Diamante hat geschrieben:Dass Bezieher von Arbeitslosengeld bevorzugt behandelt werden habe ich leider schon oft gelesen.
Auch wenn ich dieser Aussage kaum Glauben schenken kann, würde mich das wirklich schon deshalb sehr wundern, weil ein Arbeitgeber eben keinen Vorteil daraus ziehen kann und es keinen Sinn macht, dass dieser so einen Zusatz formuliert, nachdem es ja noch nicht mal eine formale Möglichkeit gibt, mit der der potentielle Arbeitgeber glaubhaft die Richtigkeit der Angabe prüfen kann. Etwas ganz anderes wäre der Hinweis darauf, dass z.B. Schwerbehinderte oder Frauen/Männer bei gleicher Qualifikation bevorzugt werden würden. Hier gibt es durchaus gesetzliche Anreize für Betriebe ab einer bestimmten Größe. Sofern du also doch noch so eine Anzeige entdeckst, wäre das sicher eine Bereicherung wenn du dies hier bekannt machst.

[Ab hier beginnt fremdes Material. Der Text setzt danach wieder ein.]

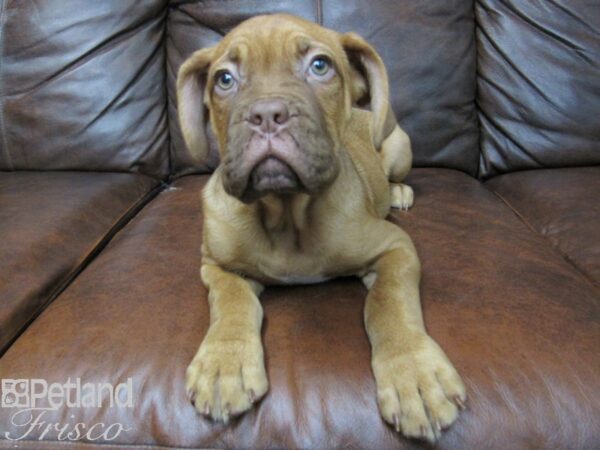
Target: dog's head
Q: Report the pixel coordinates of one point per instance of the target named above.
(279, 91)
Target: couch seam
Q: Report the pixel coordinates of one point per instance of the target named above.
(564, 256)
(83, 263)
(2, 127)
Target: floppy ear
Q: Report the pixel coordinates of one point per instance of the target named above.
(370, 85)
(192, 109)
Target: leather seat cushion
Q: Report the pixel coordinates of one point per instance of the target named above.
(564, 206)
(51, 224)
(507, 309)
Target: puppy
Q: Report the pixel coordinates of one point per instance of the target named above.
(305, 183)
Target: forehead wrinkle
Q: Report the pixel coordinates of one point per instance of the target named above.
(238, 50)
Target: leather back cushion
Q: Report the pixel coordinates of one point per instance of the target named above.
(83, 86)
(428, 47)
(538, 84)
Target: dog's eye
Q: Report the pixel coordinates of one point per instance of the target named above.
(225, 80)
(320, 66)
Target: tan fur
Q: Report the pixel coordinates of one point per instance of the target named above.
(302, 237)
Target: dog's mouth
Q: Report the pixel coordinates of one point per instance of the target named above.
(295, 157)
(274, 175)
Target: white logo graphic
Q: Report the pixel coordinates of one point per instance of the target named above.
(35, 398)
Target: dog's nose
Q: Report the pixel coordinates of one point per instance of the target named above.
(269, 115)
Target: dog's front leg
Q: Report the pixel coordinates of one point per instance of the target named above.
(418, 390)
(228, 373)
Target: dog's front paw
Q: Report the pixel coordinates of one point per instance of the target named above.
(418, 391)
(402, 196)
(226, 377)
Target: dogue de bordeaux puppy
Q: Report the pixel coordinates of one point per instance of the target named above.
(312, 159)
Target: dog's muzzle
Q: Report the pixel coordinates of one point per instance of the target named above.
(279, 147)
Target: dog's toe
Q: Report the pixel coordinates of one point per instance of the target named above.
(225, 384)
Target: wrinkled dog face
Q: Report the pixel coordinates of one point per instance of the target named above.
(278, 98)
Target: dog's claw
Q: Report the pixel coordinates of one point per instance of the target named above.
(460, 403)
(226, 413)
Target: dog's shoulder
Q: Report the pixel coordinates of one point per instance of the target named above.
(367, 160)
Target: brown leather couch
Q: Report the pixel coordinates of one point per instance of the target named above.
(100, 225)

Kann es sein, dass du die Aussage Arbeitslose mit Vermittlungsgutschein werden bevorzugt behandelt oder so mit der Aussage Arbeitslose werden bevorzugt eingestellt, irgendwie verwechselst? Die Aussage, dass bevorzugt Arbeitslose eingestellt werden, habe ich persönlich noch nie bei öffentlichen Stellenanzeigen in Zeitungen und ähnlichem gelesen.
Fakt ist, es gibt einige Firmen die damit Geld verdienen, wenn sie Arbeitslosen einen Arbeitsplatz vermitteln. Verdienen tut daran nur die Firma. Der Arbeitgeber sieht davon selten einen Cent. Bezahlt wird die Firma entweder von der Agentur für Arbeit über einen Vermittlungsgutschein oder von demjenigen, der den Arbeitsplatz sucht. Beide Varianten sind möglich. Allerdings ist bei solchen Tätigkeiten eher mit einem befristetem Vertrag zu rechnen.

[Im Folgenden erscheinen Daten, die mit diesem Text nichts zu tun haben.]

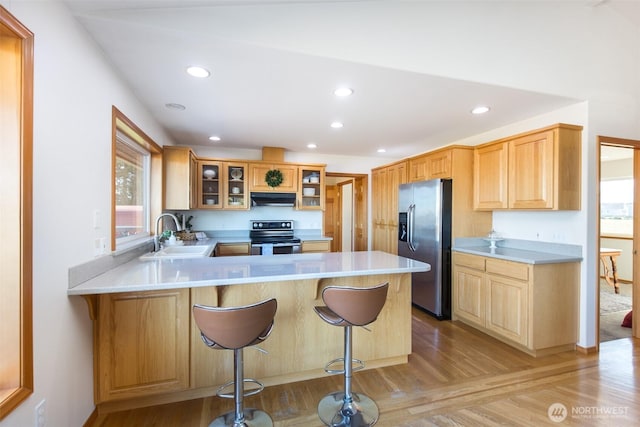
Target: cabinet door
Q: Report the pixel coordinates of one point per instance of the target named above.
(142, 343)
(439, 165)
(311, 195)
(379, 184)
(235, 186)
(177, 167)
(418, 169)
(469, 295)
(531, 171)
(507, 308)
(210, 185)
(490, 177)
(258, 172)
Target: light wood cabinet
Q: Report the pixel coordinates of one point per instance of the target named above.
(142, 344)
(536, 170)
(532, 307)
(453, 162)
(232, 249)
(258, 172)
(178, 165)
(436, 164)
(235, 194)
(386, 181)
(316, 246)
(210, 189)
(311, 195)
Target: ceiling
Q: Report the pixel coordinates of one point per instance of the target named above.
(263, 95)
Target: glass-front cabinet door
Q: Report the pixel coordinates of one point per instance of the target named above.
(311, 193)
(235, 185)
(210, 187)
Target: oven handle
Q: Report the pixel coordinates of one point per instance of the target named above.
(275, 245)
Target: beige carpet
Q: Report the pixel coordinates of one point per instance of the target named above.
(613, 308)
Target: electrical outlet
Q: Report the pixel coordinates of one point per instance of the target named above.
(40, 414)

Langzeitarbeitslose werden noch mal speziell gefördert. Hier zahlt die Agentur für Arbeit an den Arbeitgeber Geld. Das Gehalt des Arbeitnehmers wird also nicht voll vom Arbeitgeber getragen, sondern finanziert sich durch den Zuschuss von der Agentur für Arbeit. Scheint teilweise ein lukratives Geschäft zu sein. Ich habe bisher Arbeitnehmer erlebt, die halt ein paar Monate in einem Betrieb waren, bis halt der Zuschuss ausgelaufen ist. Kann sein das es da mittlerweile eine Klausel gibt, dass der Arbeitnehmer auch noch X Monate nach dem Auslaufen des Zuschusses angestellt sein muss. Dann wird er aber spätestens gekündigt und man sucht einen neuen Langzeitarbeitslosen, für den man den Zuschuss bekommt. Den Vorgang habe ich auch schon von Arbeitgebern erlebt.

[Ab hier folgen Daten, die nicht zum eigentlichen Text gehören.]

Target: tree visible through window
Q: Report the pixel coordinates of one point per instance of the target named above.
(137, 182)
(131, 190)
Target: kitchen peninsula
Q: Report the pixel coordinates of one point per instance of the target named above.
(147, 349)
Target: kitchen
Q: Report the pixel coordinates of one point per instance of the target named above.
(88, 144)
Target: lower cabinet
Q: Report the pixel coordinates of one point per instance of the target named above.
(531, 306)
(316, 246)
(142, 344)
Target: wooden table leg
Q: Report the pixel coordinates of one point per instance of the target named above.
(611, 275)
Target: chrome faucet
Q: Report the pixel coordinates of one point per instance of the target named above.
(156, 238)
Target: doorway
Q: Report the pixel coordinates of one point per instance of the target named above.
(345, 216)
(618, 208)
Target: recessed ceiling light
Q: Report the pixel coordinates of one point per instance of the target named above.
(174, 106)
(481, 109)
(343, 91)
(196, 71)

Da du aber bewusst nur Arbeitslose geschrieben hast und nicht Langzeitarbeitslose, scheint es sich eventuell nicht um solche Arbeitgeber zu handeln. Aber selbst wenn, hat man auch hier kaum Aussicht auf eine längerfristige Beschäftigung. Hier geht es den Betrieben in der Regel darum möglichst kostengünstig an Arbeitskräfte zu kommen.
Einziger Sinn bewusst nur Arbeitslose einzustellen wäre aus meiner Sicht, dass man möglichst schnell eine Stelle zu besetzen hat. Wenn jemand aber noch an einen bestehenden Vertrag gebunden ist, der eventuell längere Kündigungsfristen hat, kann man nicht umgehend bei dem neuen Arbeitgeber anfangen.
Ich selber habe ich mich auf einige Stellen beworben, die mir das Arbeitsamt zugeschickt hatte. Eines hatten fast alle Arbeitgeber gleich. Mir wurde meistens umgehend gesagt, wie positiv überrascht man über mich sei, da die potentiellen Arbeitnehmer, die vom Arbeitsamt geschickt werden, sonst wohl eher nichts sind. Oder halt Leute die sich bewerben müssen.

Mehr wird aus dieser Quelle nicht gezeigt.